MEDAN, SUMUTPOS.CO – Kawasan Pelestarian Plasma Nutfah (KPPN) di konsesi TobaPulp dinilai telah memenuhi syarat sebagai ’kebun raya mini’. Penilaian ini disampaikan Komisi B DPRD Sumatera Utara, Jumat pekan lalu. Saat itu, Komisi B menyaksikan hutan alam di green belt di konsesi HTI di Aeknauli, dekat Parapat, yang masih tumbuh lebat dan dilindungi, berdampingan dengan tanaman-pokok ekaliptus.
“KPPN dinilai telah memenuhi syarat sebagai ‘kebun raya mini’. Tinggal membenahi sedikit saja. Hanya memerlukan sedikit penyempurnaan seperti penyiapan akses masuk dan fasilitas lain. Usul “kebun raya mini” saya pikir ide kreatif,” kata Direktur TobaPulp (PT Toba Pulp Lestari,Tbk), Juanda Panjaitan, di Medan, Kamis (18/12/2014).
KPPN adalah satu dari tiga komponen area hutan alam yang dipertahankan dan dilindungi di areal konsesi TPL untuk mengemban fungsi lindung. KPPN area yang dicadangkan sebagai tempat berlangsung dan berkembangnya kehidupan flora dan fauna endemik secara lestari serta sebagai representasi kawasan biodiversitas. Dua lainnya, sempadan sungai hutan alam berfungsi memelihara kontiniunitas dan kualitas air sungai, sekaligus sebagai koridor satwa liar. Sedangkan green belt yaitu hutan alam yang dipertahankan sebagai sekat antar blok HTI (hutan tanaman industri), di samping sebagai pengatur tata air (resapan air tanah).

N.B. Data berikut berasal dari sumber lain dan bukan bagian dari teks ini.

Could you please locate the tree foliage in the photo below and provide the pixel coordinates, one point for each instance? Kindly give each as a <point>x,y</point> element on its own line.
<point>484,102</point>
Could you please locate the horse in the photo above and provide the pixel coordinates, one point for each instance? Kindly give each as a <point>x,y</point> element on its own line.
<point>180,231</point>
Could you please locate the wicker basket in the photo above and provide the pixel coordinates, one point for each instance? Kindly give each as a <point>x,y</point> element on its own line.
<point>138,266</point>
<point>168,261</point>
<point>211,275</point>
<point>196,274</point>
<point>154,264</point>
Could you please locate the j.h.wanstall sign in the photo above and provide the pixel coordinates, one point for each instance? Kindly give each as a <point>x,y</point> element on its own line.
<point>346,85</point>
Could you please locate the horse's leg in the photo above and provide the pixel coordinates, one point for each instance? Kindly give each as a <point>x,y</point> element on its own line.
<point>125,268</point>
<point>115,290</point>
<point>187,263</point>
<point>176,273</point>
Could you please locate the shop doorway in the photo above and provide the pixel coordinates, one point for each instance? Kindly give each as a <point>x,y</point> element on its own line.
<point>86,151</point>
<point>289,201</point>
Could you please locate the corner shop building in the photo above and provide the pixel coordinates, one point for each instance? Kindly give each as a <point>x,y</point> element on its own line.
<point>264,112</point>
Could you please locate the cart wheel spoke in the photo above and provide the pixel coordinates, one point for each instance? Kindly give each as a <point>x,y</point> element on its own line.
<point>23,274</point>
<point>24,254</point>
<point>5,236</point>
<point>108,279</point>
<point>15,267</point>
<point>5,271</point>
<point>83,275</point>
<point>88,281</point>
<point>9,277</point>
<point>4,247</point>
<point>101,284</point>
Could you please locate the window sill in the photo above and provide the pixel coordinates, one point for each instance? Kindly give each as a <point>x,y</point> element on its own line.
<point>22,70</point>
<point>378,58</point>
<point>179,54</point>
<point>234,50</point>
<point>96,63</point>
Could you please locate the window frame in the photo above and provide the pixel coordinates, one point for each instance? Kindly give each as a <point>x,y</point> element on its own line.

Dalam kunjungan lapangan Komisi-B DPRD Sumut pimpinan Donald Lumbanbatu SE (Gerindra), anggota komisi Ir Ramses Simbolon (Gerindra) secara spontan mengusulkan agar TobaPulp membangun “kebun raya mini” saat menyaksikan hutan alam –termasuk di dalamnya tanaman kehidupan aren– di green belt masih terpelihara baik. Pohon-pohon aren itu masih saja dapat diambil hasil (air nira)-nya oleh petani sekitar hutan.
Ramses menyebut istilah “kebun raya” untuk dua tujuan. Pertama, agar hasil non-kayunya tetap dapat diambil oleh petani. Kedua, supaya dapat dikunjungi publik dalam konsep wisata-hutan (ecotourisme). Wisata-hutan sendiri dapat menghasilkan manfaat ganda, yakni agar publik mengenali hutan tropis sebagai kekayaan alam Indonesia, serta sekaligus memahami pengelolaan HTI secara bertanggung jawab tidak menghalangi perlindungan terhadap hutan alam dalam porsi yang cukup.
KPPN
Areal KPPN, sempadan sungai, dan green belt tersedia lebih dari cukup di konsesi Toba Pulp seluas l.k. 190 ribu hektare, karena kebijakan tata ruang areal kerja yang mencadangkan kawasan lindung dan tanaman kehidupan lebih luas dari yang diwajibkan peraturan.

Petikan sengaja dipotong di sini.